Toxicity: Early research into ecdysteroids noted that they are not toxic to mammals. Liver and Kidneys: There is no current evidence suggesting that Turkesterone is hepatotoxic (liver-toxic) or nephrotoxic (kidney-toxic). Pregnancy and Breastfeeding: WebMD strongly advises that pregnant or breastfeeding women avoid use due to a complete lack of safety data.
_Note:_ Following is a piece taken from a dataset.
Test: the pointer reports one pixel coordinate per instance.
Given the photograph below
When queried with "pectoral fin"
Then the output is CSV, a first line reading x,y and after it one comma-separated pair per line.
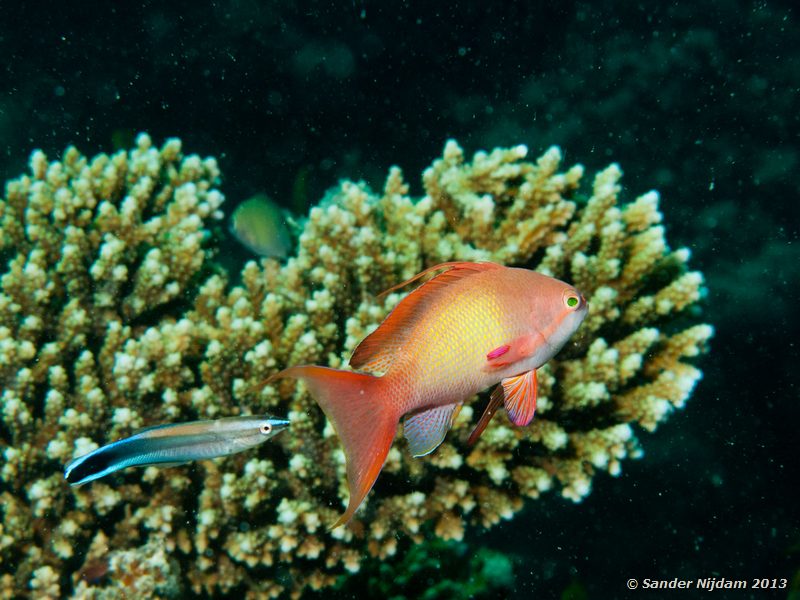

The Verdict: Is it Worth It? Turkesterone is a fascinating compound with a highly appealing theoretical profile: the muscle-building benefits of an anabolic without the hormonal side effects. However, consumers must approach it with realistic expectations. It is not a steroid, and it will not produce steroid-like results. The current human scientific literature is weak, and much of the hype is driven by anecdotal evidence and marketing. If you have the budget and want to experiment with a natural, non-hormonal muscle builder, Turkesterone is a viable option, but it should never replace the foundational pillars of proper training, adequate protein intake, and recovery.
* These statements have not been evaluated by the Food and Drug Administration. This information is for educational purposes only and is not intended to diagnose, treat, cure, or prevent any disease. Consult a healthcare provider before beginning any supplement regimen.